NATO Berlanjut Pasca Perang Dingin
NATO, atau North Atlantic Treaty Organization (Pakta Pertahanan Atlantik Utara) ialah sebuah komplotan militer di antara negara-negara Blok Barat. Sejarah berdirinya komplotan ini sangat berkaitan erat dengan situasi Perang Dingin. Oleh sebab itu, ada baiknya kita memahami sekilas Perang Dingin sebelum menelusuri sejarah NATO itu sendiri.
Sebagaimana nan kita pelajari di buku-buku sejarah, pasca Perang Global II, lahir dua negara adikuasa, yaitu Amerika Perkumpulan dan Uni Sovyet. Keduanya terlibat ketegangan dan konflik sebab berbeda secara ideologis.
Masing-masing negara adikuasa tersebut membuat blok nan terdiri atas negara-negara nan mendukungnya. Amerika Perkumpulan membuat Blok Barat, sedangkan Uni Sovyet membuat Blok Timur. Ketegangan dan konflik antara kedua blok inilah nan disebut Perang Dingin. Negara-negara Eropa sendiri terbelah ke dalam dua blok besar ini. Negara-negara Eropa Barat bergabung ke blok Barat. Sementara itu, Eropa Timur dirangkul oleh blok Timur.
Perang Antar-Blok
Negara-negara Blok Barat, nan dikomandani oleh Amerika Perkumpulan lantas manunggal secara militer buat menghadang kekuatan Blok Timur. Maka, pada 4 April 1949, 12 negara blok Barat berkumpul di Brussel, ibukota Belgia, buat menandatangani pembentukan komplotan militer nan kita kenal dengan nama NATO.

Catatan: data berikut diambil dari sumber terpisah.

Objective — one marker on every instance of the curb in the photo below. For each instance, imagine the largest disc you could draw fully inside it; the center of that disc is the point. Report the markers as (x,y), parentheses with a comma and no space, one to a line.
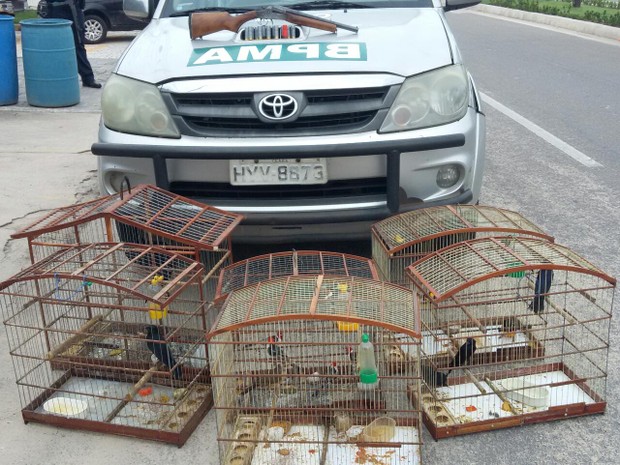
(576,25)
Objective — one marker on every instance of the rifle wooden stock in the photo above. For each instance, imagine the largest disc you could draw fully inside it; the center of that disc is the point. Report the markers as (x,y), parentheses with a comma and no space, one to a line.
(203,23)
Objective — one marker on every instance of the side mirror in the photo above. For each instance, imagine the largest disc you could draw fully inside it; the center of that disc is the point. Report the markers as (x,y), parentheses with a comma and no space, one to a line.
(139,9)
(457,4)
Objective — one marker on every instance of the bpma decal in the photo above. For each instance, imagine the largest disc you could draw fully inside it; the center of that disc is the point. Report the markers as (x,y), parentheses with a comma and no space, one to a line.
(353,51)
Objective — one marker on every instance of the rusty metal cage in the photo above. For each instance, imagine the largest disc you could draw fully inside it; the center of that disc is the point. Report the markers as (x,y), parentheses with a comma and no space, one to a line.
(514,331)
(100,342)
(292,384)
(400,240)
(144,215)
(292,263)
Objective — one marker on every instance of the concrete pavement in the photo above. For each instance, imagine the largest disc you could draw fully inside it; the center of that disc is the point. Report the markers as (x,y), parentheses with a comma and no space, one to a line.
(45,162)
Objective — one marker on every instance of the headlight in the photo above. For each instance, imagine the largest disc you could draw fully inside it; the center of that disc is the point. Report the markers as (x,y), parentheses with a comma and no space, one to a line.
(135,107)
(431,99)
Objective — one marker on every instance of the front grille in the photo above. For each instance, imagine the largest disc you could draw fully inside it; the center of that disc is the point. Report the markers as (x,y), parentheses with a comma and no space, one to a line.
(324,112)
(332,189)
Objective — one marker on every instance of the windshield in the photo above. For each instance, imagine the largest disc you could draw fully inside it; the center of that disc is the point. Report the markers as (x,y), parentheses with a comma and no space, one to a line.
(184,7)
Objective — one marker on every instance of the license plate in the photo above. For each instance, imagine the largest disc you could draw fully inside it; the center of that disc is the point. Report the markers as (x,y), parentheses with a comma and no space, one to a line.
(274,172)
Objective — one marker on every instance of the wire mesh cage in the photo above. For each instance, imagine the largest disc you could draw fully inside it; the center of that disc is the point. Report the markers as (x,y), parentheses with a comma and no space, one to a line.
(99,341)
(514,331)
(145,215)
(400,240)
(292,385)
(293,263)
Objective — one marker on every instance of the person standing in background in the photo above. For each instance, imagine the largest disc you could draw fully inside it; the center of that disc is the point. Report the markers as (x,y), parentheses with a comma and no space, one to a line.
(73,11)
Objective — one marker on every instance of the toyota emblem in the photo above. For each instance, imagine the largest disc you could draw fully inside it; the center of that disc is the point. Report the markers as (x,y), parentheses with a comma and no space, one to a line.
(278,107)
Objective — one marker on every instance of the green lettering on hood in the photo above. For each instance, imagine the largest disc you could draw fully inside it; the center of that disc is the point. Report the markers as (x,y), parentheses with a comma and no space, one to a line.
(297,51)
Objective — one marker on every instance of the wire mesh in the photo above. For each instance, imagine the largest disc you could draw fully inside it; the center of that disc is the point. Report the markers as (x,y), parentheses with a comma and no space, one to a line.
(400,240)
(148,215)
(94,337)
(511,329)
(286,359)
(293,263)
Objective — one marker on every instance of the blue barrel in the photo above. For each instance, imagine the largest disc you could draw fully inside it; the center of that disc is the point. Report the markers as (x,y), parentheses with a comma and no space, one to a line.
(50,64)
(8,62)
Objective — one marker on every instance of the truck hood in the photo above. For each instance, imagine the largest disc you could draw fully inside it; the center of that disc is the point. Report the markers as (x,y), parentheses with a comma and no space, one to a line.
(403,42)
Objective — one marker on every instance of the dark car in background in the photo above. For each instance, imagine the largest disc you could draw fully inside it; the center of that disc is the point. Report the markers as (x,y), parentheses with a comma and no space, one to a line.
(102,16)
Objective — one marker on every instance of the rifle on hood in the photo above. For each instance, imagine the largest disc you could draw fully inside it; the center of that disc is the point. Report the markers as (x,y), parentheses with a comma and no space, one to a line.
(202,23)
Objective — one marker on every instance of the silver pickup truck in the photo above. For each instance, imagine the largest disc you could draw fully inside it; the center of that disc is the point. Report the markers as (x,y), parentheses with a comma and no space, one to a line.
(309,132)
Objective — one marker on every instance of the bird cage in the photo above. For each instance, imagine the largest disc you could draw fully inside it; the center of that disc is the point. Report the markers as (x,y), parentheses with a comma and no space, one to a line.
(291,386)
(292,263)
(514,331)
(400,240)
(99,342)
(144,215)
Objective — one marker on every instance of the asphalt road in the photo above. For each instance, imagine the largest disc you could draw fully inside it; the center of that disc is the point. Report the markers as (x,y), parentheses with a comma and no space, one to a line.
(538,80)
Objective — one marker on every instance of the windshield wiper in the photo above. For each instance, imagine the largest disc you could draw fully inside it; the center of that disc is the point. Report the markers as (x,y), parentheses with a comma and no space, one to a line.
(327,5)
(214,8)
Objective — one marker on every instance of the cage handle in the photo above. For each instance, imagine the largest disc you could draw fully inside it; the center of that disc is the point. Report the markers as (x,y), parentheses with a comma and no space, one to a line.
(123,182)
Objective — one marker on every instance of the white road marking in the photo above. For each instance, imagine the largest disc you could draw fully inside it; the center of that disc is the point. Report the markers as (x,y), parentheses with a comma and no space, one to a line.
(540,132)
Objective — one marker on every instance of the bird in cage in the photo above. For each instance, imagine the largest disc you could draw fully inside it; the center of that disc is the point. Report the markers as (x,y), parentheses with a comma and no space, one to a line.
(462,357)
(466,351)
(161,350)
(541,287)
(352,357)
(273,349)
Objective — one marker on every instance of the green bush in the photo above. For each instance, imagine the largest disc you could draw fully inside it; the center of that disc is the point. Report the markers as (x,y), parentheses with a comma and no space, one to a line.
(596,11)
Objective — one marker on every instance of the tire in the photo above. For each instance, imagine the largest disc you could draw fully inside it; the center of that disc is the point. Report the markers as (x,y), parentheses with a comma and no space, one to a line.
(95,29)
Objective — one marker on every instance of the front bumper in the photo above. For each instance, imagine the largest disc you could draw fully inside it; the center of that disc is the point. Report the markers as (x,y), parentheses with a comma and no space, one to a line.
(288,223)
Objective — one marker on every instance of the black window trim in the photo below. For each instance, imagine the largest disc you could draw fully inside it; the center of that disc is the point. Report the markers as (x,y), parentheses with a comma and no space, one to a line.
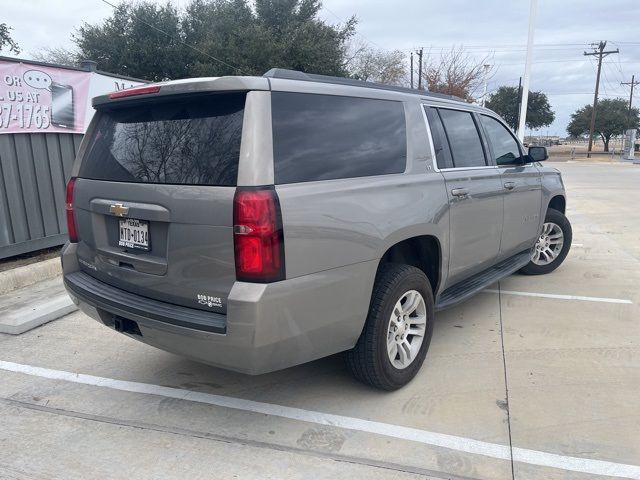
(478,130)
(486,139)
(408,157)
(426,120)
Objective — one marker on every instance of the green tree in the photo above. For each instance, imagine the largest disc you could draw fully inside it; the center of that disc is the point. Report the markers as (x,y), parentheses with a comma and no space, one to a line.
(216,37)
(141,40)
(612,118)
(57,55)
(6,40)
(505,103)
(454,72)
(380,66)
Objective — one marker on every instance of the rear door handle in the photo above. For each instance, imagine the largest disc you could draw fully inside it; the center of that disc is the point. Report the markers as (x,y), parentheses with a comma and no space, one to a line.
(460,192)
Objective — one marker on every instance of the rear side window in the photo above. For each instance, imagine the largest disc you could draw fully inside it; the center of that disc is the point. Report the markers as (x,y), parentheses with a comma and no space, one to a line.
(464,138)
(189,141)
(504,146)
(322,137)
(443,155)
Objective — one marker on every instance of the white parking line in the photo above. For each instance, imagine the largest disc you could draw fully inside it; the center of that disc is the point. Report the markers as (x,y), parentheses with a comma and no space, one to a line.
(462,444)
(561,297)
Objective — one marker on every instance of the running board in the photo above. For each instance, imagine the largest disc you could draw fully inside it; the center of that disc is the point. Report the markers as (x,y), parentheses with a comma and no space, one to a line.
(469,287)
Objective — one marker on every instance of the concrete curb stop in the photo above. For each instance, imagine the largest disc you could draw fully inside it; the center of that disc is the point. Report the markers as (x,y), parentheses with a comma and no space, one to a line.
(29,274)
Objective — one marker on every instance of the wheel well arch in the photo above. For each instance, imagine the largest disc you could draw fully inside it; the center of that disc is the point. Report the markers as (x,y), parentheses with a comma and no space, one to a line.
(558,203)
(422,252)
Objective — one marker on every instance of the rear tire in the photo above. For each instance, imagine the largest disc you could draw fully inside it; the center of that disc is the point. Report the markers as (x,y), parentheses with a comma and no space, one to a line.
(552,245)
(398,329)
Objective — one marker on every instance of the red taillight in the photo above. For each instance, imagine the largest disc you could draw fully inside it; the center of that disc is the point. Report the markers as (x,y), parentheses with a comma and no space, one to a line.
(71,219)
(127,92)
(257,233)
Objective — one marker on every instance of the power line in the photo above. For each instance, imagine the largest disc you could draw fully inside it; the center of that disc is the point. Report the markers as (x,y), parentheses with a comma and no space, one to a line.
(632,84)
(601,53)
(183,42)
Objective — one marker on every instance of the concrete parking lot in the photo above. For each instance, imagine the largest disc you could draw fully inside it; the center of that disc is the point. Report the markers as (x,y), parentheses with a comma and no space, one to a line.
(537,378)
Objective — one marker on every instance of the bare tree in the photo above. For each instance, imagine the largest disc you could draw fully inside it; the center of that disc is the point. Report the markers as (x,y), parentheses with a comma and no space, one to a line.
(455,72)
(57,55)
(380,66)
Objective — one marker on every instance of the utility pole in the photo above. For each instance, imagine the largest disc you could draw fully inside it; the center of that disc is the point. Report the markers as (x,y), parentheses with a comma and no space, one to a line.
(632,83)
(527,69)
(486,73)
(601,54)
(412,70)
(519,102)
(419,52)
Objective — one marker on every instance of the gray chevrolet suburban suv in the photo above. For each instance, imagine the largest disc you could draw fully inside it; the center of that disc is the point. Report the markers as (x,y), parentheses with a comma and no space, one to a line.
(256,223)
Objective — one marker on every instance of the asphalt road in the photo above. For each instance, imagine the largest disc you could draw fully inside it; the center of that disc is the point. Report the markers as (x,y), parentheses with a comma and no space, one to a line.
(537,379)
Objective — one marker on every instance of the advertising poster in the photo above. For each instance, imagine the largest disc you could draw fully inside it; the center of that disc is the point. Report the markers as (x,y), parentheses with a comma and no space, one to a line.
(39,99)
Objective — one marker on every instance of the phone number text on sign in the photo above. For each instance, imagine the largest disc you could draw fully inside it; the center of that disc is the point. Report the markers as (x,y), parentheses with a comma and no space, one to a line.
(26,115)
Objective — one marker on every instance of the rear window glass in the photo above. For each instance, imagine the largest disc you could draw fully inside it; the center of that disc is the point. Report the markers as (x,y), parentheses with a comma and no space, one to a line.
(322,137)
(464,138)
(194,141)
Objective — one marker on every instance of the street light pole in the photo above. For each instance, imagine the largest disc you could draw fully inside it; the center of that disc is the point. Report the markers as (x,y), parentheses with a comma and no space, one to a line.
(486,74)
(527,69)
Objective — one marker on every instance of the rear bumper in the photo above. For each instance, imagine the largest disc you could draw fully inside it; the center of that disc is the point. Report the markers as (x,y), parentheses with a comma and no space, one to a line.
(267,327)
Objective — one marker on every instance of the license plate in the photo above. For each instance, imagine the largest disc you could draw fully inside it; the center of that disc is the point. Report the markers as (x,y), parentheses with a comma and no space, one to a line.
(134,234)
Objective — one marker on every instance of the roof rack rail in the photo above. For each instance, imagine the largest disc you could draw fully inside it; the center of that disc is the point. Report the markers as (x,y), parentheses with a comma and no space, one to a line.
(313,77)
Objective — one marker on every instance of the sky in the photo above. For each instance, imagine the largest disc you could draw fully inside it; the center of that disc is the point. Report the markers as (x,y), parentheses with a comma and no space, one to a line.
(496,29)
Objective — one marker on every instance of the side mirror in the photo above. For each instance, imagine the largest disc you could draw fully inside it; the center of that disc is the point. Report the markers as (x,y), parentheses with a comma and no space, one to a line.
(538,154)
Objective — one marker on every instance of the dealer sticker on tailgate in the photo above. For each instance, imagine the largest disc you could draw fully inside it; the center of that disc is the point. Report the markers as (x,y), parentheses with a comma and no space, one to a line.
(134,234)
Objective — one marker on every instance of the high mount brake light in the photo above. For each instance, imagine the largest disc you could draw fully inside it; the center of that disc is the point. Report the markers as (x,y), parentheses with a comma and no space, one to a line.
(71,218)
(128,92)
(258,236)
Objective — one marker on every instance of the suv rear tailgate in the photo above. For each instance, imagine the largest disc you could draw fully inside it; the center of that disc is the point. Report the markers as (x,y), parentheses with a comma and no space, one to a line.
(154,198)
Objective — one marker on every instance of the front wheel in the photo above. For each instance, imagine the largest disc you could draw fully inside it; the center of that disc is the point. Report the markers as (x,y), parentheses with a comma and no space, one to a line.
(398,330)
(552,246)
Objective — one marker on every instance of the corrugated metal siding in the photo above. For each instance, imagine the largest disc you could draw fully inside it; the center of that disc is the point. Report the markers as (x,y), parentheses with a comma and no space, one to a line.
(34,169)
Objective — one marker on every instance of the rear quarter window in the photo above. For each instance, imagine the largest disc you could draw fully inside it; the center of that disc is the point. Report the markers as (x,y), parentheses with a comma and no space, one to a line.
(323,137)
(189,141)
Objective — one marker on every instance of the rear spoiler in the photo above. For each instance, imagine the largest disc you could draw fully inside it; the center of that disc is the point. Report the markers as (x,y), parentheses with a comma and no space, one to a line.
(180,87)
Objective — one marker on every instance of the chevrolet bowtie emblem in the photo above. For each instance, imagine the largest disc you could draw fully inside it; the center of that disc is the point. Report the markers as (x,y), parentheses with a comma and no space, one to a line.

Negara deklarator NATO itu ialah Amerika Serikat, Inggris, Prancis, Kanada, Belanda, Luksemburg, Denmark, Islandia, Italia, Norwegia, Portugis, dan tentu saja tuan rumah Belgia. Bagi blok Barat, NATO ialah forum pertahanan bersama. Artinya, agresi terhadap sebuah negara blok Barat akan dianggap agresi terhadap seluruh Blok Barat.
Oleh karenanya, jika kasus seperti itu terjadi, misalnya jika Blok Timur menyerang sebuah negara di Eropa Barat, maka NATO akan turun tangan sebagai pembela anggotanya. Blok Timur sendiri, nan dikomandani oleh Uni Soviet (Rusia, sekarang) nan berhaluan komunis, juga mendirikan pakta pertahanan tandingan. Pada 1955, negara-negara Blok Timur mendirikan Pakta Warsawa buat menandingi NATO. Pada kenyataannya, konflik militer langsung antara kedua blok selama Perang Dingin tak pernah terjadi.
Dalam perkembangannya, negara-negara lain menyusul bergabung dengan NATO. Pada masa Perang Dingin, Yunani, Turki, Jerman, dan Spanyol bergabung ke dalamnya. Pasca Perang Dingin, jumlah negara nan bergabung lebih banyak lagi.
NATO Berlanjut Pasca Perang Dingin
Pada 1990-an, Uni Soviet runtuh, menandai hancurnya Blok Timur dan sekaligus berakhirnya Perang Dingin. Konsekuensinya, tugas NATO seharusnya berakhir.
Namun, Amerika Perkumpulan sebagai pemimpin negara-negara Barat terus mempertahankan NATO. Apalagi, negara-negara Blok Timur pada akhirnya bergabung dengan NATO. Maka, NATO membuat penguasaan Amerika Perkumpulan kian terasa atas negara-negara Eropa. Meskipun, Eropa sendiri terus menggugat agar peran Amerika Perkumpulan dibatasi.
Oleh sebab itu, pada 1990-an hingga 2000-an, peran NATO masih terasa dalam perpolitikan internasional. NATO, misalnya, turun tangan saat penjatuhan hukuman atas Irak pada masa pemerintahan Presiden Saddam Hussein pada 1990-an. Pada 2001, pasukan NATO di bawah pimpinan Amerika terjun dalam perang di Afghanistan.